I'll apologize upfront -- this is my first post. I'll try and provide what is needed.
We're using ELK to gather the logs of about 1,500 machines including F5s and ESXi. They are sorted into 8 different daily indexes totaling 6.6B documents over the 30 day retention. In monitoring everything is green. The indexes, nodes, and Kibana. I've been unable to refresh the index for our default index which is logstash. It is by far our largest index as well. At about 100m documents daily and a data size of around 220GB. There are 5 shards and one replica. We have 10 data nodes with 5 at each site and a fast pipe between them. When I would try to refresh it within Kibana it would timeout.
Yesterday I upgraded it via Puppet from version 5.4.1 to 5.5.0. Now I can't access the data in the logstash indexes either. When I hit Kibana it just spins and then errors. I can see the data in other indexes. The error looks like this:
Error: Request to Elasticsearch failed: "Bad Request"
at http://kibana.example.com/bundles/kibana.bundle.js?v=15382:229:4009
at processQueue (http://kibana.example.com/bundles/commons.bundle.js?v=15382:38:23621)
at http://kibana.example.com/bundles/commons.bundle.js?v=15382:38:23888
at Scope.$eval (http://kibana.example.com/bundles/commons.bundle.js?v=15382:39:4619)
at Scope.$digest (http://kibana.example.com/bundles/commons.bundle.js?v=15382:39:2359)
at Scope.$apply (http://kibana.example.com/bundles/commons.bundle.js?v=15382:39:5037)
at done (http://kibana.example.com/bundles/commons.bundle.js?v=15382:37:25027)
at completeRequest (http://kibana.example.com/bundles/commons.bundle.js?v=15382:37:28702)
at XMLHttpRequest.xhr.onload (http://kibana.example.com/bundles/commons.bundle.js?v=15382:37:29634)

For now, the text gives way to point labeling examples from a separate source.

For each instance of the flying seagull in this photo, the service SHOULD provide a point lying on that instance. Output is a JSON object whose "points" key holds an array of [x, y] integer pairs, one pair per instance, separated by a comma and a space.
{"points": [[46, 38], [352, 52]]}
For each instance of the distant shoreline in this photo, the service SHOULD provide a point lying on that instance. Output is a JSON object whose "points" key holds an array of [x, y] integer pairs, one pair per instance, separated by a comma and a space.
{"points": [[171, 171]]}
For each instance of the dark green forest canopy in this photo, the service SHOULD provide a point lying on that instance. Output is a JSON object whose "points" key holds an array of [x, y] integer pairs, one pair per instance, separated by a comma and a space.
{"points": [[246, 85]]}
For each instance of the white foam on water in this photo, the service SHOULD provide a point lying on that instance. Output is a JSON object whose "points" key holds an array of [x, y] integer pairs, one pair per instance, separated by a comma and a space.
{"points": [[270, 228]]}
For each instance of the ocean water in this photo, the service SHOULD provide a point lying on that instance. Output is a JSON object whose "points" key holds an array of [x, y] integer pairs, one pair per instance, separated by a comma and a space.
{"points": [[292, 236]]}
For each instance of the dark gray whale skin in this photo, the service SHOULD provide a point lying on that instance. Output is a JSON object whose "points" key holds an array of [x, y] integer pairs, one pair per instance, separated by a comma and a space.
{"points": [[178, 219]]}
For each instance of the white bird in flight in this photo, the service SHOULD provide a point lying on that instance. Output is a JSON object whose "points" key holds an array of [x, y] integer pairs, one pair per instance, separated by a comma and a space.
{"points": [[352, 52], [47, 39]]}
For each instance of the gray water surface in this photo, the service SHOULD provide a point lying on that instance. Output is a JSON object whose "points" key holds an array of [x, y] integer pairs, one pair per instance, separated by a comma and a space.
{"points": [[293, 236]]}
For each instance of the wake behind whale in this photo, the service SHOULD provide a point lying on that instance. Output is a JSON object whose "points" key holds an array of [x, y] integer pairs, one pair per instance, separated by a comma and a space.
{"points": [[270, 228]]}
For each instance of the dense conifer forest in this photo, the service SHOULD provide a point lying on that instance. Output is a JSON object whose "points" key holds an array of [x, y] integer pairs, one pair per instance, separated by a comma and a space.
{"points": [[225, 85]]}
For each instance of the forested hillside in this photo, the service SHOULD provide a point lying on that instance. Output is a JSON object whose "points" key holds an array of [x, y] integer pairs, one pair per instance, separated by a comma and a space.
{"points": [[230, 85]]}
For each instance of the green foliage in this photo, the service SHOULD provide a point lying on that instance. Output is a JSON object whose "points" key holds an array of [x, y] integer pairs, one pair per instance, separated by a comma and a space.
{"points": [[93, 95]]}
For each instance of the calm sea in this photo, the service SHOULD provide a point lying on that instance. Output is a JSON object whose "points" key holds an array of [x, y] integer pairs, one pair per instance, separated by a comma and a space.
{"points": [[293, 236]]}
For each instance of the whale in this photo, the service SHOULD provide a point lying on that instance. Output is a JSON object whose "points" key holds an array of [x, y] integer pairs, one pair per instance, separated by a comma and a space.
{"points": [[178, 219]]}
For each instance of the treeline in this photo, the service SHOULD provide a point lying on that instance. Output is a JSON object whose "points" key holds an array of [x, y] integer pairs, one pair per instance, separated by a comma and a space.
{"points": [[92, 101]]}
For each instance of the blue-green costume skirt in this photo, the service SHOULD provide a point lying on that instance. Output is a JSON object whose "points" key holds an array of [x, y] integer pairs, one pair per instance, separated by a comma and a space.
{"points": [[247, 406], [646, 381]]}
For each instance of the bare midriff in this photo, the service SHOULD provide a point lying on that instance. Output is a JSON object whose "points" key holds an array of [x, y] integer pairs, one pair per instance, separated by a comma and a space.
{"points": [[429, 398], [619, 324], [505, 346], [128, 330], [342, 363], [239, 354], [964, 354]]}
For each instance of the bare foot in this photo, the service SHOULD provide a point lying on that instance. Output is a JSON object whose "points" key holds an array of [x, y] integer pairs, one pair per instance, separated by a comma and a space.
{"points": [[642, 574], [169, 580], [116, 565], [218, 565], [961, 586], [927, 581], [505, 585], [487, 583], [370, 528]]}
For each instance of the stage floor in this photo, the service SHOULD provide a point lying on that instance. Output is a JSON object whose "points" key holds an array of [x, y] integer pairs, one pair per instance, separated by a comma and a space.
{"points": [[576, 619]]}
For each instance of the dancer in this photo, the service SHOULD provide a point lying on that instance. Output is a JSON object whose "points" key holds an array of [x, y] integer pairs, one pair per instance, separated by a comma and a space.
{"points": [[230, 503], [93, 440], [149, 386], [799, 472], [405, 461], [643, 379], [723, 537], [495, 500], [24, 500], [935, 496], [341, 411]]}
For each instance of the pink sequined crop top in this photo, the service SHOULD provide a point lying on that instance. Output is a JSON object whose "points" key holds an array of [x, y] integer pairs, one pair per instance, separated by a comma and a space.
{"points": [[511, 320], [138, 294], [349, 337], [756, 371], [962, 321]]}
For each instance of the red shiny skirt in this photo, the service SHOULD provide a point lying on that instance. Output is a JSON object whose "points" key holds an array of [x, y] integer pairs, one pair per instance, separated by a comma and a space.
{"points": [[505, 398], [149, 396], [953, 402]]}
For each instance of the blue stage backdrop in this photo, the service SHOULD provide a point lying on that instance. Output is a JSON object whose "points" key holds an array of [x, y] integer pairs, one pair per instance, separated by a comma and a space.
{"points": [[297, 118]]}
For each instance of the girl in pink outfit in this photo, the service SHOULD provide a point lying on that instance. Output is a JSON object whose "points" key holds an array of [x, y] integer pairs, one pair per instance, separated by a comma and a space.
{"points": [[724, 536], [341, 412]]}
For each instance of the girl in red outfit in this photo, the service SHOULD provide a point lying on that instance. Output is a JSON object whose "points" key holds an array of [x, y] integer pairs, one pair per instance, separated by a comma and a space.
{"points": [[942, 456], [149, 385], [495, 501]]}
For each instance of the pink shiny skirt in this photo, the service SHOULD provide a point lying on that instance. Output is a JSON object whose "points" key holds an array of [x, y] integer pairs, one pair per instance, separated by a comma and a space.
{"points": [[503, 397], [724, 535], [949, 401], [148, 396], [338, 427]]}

The Kibana node is also an Elasticsearch node but doesn't hold data. I don't see anything of significance in either the Kibana log or the ES log with log level set to info. Here is a Kibana timeout log message:
{
"type":"response",
"@timestamp":"2017-07-14T15:35:07Z",
"tags":[],
"pid":22484,
"method":"post",
"statusCode":400,
"req":{
"url":"/api/console/proxy?path=_mapping&method=GET",
"method":"post",
"headers":{
"host":"kibana.example.com",
"connection":"keep-alive",
"content-length":"0",
"accept":"text/plain, */*; q=0.01",
"origin":"http://kibana.example.com",
"kbn-version":"5.4.1",
"user-agent":"Mozilla/5.0 (Macintosh; Intel Mac OS X 10_12_5) AppleWebKit /537.36 (KHTML, like Gecko) Chrome/59.0.3071.115 Safari/537.36",
"referer":"http://kibana.example.com/app/kibana",
"accept-encoding":"gzip, deflate",
"accept-language":"en-US,en;q=0.8"
},
"remoteAddress":"192.168.59.3",
"userA gent":"192.168.59.3",
"referer":"http://kibana.example.com/app/kibana"
},
"res":{
"statusCode":400,
"responseTime":39,
"contentLength":9
},
"message":"POST /api/console/proxy?path=_mapping&method=GET 400 39ms - 9.0B"
}
The entire ELK stack is at 5.5.0.
Thanks,
Peter